Dr Clarice Choong Shi Hui | National University Hospital (NUH); Francis Ho Cho Hao, Co-I | NUH, Melissa Ooi Gaik Ming. Co-I | NUH; Leo Hwa Liang, Co-I | NUS; Matthew Chen Zhixuan, Co-I | NUH; Nesaretnam Barr Kumarakulasinghe, Co-I | NUH; Pang Shien Ling Angela, Co-I | NUH; Jia Li Low, Co-I | NUH; Ling Mun Wai Natalie, Co-I | NUH ; Liu Zhanhong, Collab |NUS; Ng Yean Shin, Collab | NUHS
Competition Sponsor: Ministry of Health and National Research Foundation of Singapore
Awardee year: 2022
Our ageing population will be the key demographic change that will impact our country for the next 50 years and there will be a concurrent increase in the number of older adults being diagnosed with cancer. We already have in place a geriatric oncology service with provision of care for older cancer patients. These patients will undergo comprehensive geriatric assessment (CGA) which can identify impairments and gaps that may contribute to vulnerability and adverse outcomes. The ability to identify patients that are fit, pre-frail or frail is of paramount importance as we do not want to short-change our older cancer patients.

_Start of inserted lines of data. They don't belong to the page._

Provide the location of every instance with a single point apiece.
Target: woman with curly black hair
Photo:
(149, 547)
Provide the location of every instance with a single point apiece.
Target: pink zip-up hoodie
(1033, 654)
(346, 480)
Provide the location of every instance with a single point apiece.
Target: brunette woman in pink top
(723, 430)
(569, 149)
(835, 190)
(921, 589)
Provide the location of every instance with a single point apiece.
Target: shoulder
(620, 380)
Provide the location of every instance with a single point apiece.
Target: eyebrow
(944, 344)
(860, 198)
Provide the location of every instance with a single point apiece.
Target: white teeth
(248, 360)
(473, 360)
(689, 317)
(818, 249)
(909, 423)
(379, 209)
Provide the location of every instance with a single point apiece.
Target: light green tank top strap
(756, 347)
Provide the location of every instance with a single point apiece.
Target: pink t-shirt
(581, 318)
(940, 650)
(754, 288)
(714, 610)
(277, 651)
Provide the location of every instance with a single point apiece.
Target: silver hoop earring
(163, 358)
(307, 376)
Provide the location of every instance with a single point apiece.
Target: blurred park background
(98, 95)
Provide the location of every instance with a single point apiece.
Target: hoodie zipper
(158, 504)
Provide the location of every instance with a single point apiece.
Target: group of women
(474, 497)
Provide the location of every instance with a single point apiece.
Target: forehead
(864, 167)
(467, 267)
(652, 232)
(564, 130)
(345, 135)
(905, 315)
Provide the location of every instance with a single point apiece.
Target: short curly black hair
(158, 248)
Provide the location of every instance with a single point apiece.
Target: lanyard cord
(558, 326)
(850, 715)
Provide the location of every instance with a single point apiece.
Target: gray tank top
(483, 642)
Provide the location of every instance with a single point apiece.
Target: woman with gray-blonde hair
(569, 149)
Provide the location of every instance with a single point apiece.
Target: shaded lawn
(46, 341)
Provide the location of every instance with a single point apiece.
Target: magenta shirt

The correct identification of this group of vulnerable patients will enable the oncologist to use a non-intensive regiment and avoid excessive toxicity whilst the patient can still enjoy a stable quality of life (QoL). We aim to develop an artificial intelligence (AI) model based on machine learning (ML) algorithms to assess the medical fitness of geriatric oncology patients as a replacement to the traditional CGA. This AI model will be designed to perform at least, as well as current CGA tool but utilising significantly less resources in terms of manpower and time.